The War on Drugs is not a policy; it is not even a strategy. It shows all the hallmarks of an ideology. Overwhelming evidence of its ineffectiveness is brushed aside, and its proponents become shriller as its negative impacts become more obvious.

Next week, UN member states will convene in Vienna to assess progress made in the fight against drug use and to agree a strategy for the next decade. The current policy, agreed by the UN's General Assembly in 1998, is almost entirely constructed around the tenets of the War on Drugs.

In view of the evidence, that meeting should bury the failed approaches of the past and recommend policies that work. Alarmingly, that won't happen. A number of countries, including Russia, Japan, the United States, the Vatican, Italy, and Sweden insist on more of the same.

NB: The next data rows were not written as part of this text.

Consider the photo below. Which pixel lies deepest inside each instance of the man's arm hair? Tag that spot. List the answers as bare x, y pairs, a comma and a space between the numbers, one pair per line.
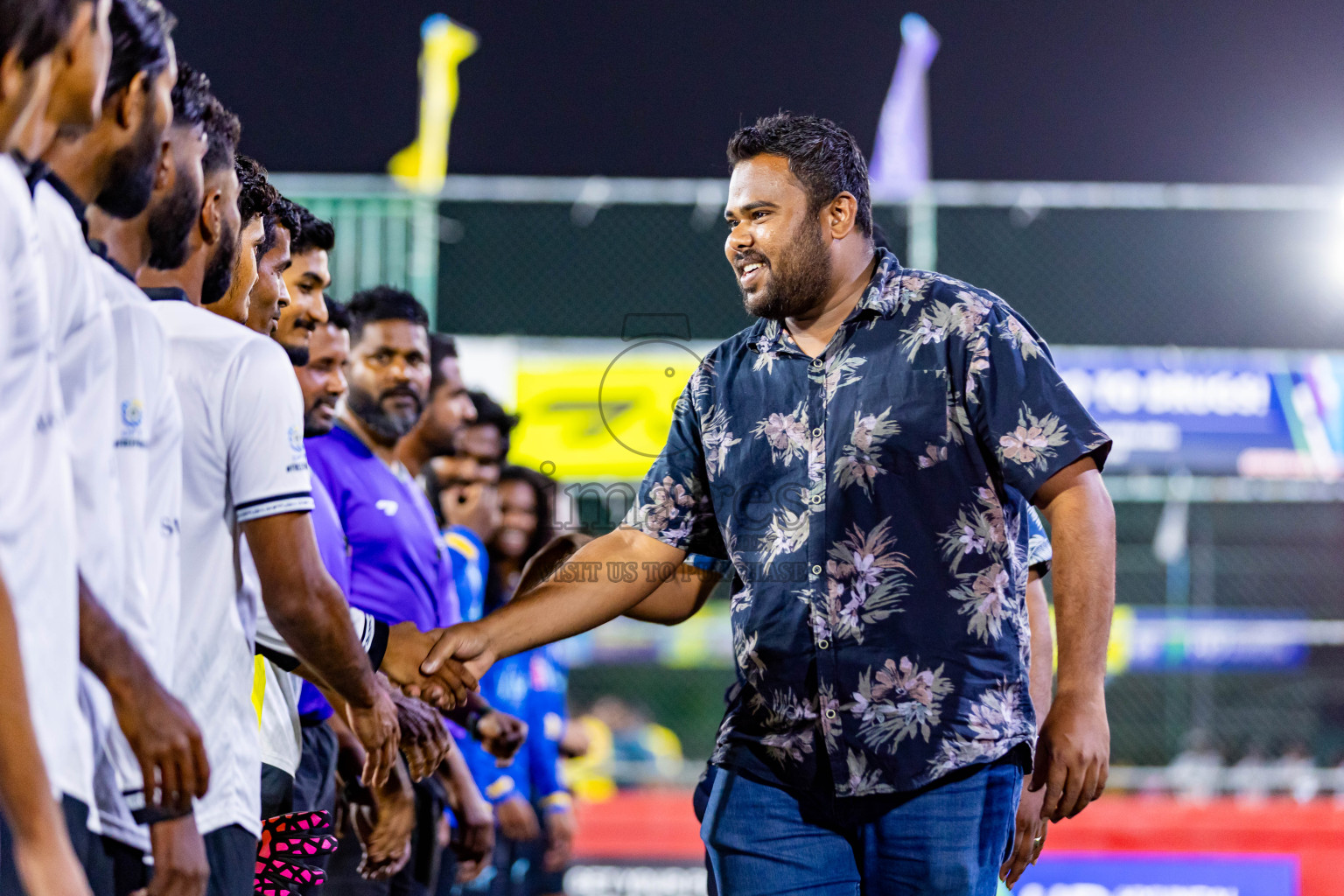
306, 606
1082, 524
581, 594
1042, 648
679, 598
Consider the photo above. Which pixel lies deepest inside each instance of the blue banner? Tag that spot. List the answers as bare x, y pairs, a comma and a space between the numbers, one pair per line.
1152, 873
1264, 414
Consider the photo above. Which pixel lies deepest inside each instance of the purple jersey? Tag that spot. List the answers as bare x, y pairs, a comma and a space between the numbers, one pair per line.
335, 552
399, 570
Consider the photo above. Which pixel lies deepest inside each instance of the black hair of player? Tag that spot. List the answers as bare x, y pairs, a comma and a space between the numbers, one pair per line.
441, 346
822, 155
34, 27
543, 494
491, 413
256, 195
383, 304
140, 40
313, 233
336, 313
283, 213
223, 130
190, 97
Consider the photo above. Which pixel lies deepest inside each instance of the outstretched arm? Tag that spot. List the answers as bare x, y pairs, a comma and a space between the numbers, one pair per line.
310, 612
1073, 752
581, 595
159, 728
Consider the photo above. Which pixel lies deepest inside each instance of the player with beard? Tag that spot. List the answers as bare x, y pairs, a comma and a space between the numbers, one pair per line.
269, 296
243, 473
847, 373
256, 196
105, 351
34, 840
399, 567
107, 160
150, 444
306, 280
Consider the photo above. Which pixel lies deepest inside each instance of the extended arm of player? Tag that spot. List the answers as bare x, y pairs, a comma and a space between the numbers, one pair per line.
1074, 745
310, 612
579, 597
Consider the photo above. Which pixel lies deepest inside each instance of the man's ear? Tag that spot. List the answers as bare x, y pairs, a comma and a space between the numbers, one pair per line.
132, 105
842, 214
164, 172
211, 218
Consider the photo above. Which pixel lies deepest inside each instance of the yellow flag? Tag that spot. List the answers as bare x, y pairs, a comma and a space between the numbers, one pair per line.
423, 165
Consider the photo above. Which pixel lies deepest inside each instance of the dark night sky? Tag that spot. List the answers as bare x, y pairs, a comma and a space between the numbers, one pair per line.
1201, 90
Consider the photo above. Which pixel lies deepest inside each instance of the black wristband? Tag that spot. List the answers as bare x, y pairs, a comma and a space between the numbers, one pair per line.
147, 815
378, 649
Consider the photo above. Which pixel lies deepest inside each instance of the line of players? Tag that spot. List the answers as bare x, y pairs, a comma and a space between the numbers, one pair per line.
168, 560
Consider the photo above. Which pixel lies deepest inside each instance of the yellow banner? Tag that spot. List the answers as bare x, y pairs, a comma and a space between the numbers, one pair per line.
598, 418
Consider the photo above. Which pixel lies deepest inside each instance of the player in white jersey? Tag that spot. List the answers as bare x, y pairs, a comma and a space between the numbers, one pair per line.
34, 840
37, 500
245, 473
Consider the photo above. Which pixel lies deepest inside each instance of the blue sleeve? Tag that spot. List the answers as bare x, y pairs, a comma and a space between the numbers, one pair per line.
471, 564
500, 690
546, 727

Yet alternatives do exist. They have proven themselves over decades, in places as varied as Malaysia or Switzerland. Countries that pursue strategies designed to reduce the harm done by drugs consistently show a drop in drug-related crime; are more successful at reintegrating drug users into society; show lower rates of HIV transmission among drug users; usually enjoy lower drug use rates among the general population; and suffer less disruption from criminal gangs.

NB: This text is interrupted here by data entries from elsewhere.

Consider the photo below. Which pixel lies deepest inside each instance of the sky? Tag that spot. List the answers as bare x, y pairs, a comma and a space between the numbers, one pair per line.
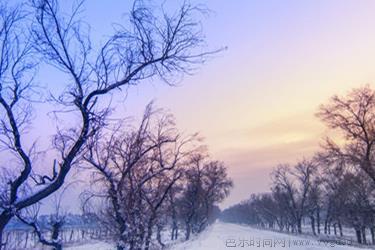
254, 103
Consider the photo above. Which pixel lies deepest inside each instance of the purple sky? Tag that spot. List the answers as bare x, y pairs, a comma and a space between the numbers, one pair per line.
255, 102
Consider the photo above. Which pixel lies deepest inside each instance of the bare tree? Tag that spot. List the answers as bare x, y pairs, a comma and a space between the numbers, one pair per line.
138, 169
354, 117
295, 183
205, 184
149, 45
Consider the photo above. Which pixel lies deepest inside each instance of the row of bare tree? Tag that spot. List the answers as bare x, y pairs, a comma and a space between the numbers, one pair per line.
138, 174
150, 181
333, 190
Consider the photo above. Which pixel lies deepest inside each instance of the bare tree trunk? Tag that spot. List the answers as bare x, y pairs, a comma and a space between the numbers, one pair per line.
340, 229
364, 241
4, 219
188, 231
299, 225
158, 236
318, 219
358, 234
312, 218
325, 226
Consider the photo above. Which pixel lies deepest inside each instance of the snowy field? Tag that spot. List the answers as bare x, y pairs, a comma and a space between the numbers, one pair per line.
231, 236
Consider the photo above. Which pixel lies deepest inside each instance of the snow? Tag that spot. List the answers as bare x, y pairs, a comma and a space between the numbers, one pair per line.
92, 246
232, 236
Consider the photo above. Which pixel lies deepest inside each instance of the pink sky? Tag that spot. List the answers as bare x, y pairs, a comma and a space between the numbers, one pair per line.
255, 102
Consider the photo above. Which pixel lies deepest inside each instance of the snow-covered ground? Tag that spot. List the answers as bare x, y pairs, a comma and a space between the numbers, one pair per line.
93, 246
232, 236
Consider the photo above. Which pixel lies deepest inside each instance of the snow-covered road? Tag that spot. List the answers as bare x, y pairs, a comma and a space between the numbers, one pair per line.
232, 236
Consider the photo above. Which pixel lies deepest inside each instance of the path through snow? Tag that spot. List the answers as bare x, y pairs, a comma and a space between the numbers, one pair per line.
226, 236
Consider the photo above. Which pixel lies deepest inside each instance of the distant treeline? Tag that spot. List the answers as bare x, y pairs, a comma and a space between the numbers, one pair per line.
332, 190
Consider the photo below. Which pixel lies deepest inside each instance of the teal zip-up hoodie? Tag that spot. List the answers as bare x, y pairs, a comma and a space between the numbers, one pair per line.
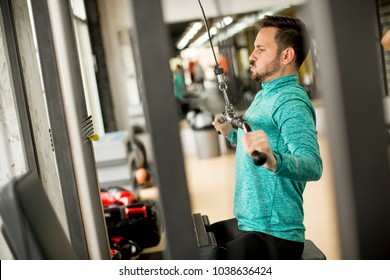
272, 201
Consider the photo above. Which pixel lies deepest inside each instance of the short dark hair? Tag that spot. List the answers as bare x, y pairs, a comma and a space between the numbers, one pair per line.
292, 32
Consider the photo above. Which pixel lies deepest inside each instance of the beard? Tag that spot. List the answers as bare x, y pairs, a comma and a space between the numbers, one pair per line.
270, 69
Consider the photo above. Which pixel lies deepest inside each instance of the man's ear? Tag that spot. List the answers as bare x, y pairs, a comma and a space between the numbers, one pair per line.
288, 56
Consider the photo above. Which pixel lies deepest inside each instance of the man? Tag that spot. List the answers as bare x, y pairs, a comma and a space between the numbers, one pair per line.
268, 202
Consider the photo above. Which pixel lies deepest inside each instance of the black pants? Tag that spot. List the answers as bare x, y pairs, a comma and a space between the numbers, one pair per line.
235, 244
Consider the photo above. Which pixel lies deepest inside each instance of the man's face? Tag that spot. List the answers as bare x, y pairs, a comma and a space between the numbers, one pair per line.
265, 59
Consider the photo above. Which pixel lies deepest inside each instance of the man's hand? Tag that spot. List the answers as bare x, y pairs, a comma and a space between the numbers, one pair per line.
221, 125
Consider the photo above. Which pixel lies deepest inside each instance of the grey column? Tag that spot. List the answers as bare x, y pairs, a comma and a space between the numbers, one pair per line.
347, 36
155, 77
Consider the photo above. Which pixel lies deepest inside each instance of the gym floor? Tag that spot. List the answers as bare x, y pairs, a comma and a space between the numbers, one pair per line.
211, 186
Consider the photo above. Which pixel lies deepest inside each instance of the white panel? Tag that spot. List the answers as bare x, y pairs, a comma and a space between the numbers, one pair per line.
12, 160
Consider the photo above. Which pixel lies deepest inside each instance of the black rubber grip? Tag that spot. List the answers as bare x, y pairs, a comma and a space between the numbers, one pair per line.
259, 158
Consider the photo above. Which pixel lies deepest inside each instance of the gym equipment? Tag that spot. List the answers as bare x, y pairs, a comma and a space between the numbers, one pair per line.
208, 246
30, 226
229, 115
132, 225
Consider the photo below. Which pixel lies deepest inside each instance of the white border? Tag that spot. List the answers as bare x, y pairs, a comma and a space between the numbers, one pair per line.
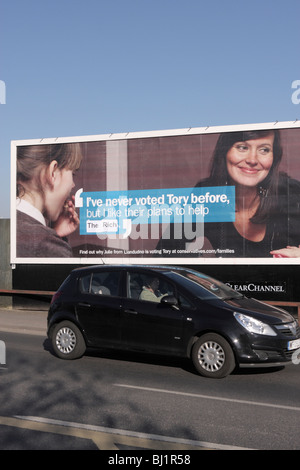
141, 135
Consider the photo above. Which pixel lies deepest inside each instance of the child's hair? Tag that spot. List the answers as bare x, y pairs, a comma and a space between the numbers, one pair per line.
32, 158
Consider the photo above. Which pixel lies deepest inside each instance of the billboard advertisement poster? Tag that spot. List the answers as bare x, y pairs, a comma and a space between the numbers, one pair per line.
214, 195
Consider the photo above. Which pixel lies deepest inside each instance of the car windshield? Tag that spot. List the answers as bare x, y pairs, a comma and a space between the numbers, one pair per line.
206, 287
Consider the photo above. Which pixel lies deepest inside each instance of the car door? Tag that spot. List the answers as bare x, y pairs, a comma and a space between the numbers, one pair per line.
148, 324
99, 308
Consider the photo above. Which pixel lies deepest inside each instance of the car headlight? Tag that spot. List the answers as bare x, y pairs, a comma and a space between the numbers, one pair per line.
253, 325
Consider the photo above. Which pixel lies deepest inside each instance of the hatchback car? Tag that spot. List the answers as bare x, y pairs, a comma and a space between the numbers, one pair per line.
170, 311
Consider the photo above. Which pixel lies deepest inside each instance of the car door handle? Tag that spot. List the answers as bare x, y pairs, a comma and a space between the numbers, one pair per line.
131, 311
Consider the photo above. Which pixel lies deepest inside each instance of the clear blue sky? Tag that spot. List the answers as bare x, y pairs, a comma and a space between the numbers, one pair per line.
85, 67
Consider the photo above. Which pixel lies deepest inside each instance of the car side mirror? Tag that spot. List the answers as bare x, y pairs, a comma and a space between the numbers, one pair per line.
170, 300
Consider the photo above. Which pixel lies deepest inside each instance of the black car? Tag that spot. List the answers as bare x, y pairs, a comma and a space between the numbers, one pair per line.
169, 310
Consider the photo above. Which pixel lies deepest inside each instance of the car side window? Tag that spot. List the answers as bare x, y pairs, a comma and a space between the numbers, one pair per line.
184, 302
100, 283
148, 287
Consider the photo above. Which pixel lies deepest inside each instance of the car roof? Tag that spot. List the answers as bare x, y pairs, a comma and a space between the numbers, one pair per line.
118, 267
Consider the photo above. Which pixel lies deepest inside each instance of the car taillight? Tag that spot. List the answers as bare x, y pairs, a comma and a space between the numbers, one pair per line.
56, 296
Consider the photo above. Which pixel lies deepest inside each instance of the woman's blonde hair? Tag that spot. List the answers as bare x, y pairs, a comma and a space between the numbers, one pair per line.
31, 159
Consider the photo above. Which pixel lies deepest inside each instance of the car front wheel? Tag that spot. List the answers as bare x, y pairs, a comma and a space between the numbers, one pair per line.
212, 356
67, 341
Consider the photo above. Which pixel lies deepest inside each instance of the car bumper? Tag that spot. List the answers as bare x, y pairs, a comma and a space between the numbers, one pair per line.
259, 352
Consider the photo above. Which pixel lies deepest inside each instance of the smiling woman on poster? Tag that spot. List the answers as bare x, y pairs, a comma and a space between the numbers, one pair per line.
267, 200
267, 215
45, 208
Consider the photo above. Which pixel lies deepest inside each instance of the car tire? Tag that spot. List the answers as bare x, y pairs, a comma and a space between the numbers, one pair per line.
67, 341
213, 356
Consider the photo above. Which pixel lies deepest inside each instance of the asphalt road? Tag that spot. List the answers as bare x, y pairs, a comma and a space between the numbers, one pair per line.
110, 400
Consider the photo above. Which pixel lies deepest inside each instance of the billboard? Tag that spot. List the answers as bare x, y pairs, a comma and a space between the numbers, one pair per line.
216, 195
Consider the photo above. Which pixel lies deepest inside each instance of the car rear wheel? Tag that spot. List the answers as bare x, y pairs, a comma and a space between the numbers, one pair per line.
212, 356
67, 341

Harm-reduction strategies—easily accessible supplies of clean needles, drug replacement therapy using methadone or buprenorphene, keeping nonviolent offenders out of prison etc.—are cheap, effective and easy to implement.

The principles of harm reduction work in drug producing countries too. The War on Drugs has destroyed communities in the Andes, the Hindu Kush and elsewhere. Aerial herbicide spraying destroys food plants and leads to serious health complications, especially amongst children. By removing a crucial source of income without compensation, it pushes farmers into the arms of insurgents. But in communities that implement real economic development, a gain in stability and rising prosperity is the rule. The incentive to grow illicit crops disappears.

This evidence is dismissed or ignored by the drug warriors, sometimes joined by the most surprising allies (the Vatican recently decided that harm reduction measures were “anti-life”). At the UN, they successfully pushed for more of the failed policies that have done so much harm.

The Worrying Auguries

The countries fighting to make sure the role of harm reduction is recognized and coercive measures minimized—most of the EU and parts of Latin America—were defeated at a preparatory meeting in Vienna this week. The draft declaration being negotiated does not mention harm reduction. Unless the political masters of the Vienna negotiators take urgent action, the world will be afflicted by disastrous policies for another decade at least.

The UN's new plan will, like its 1998 predecessor, be summarized in the slogan “A Drug-Free World—We Can Do It.” It will be used as an excuse by many states to continue with the cruel policies whose only output will continue to be the pointless suffering and death of millions.

This is a victory for the ideologues, and a defeat for the rest of humanity.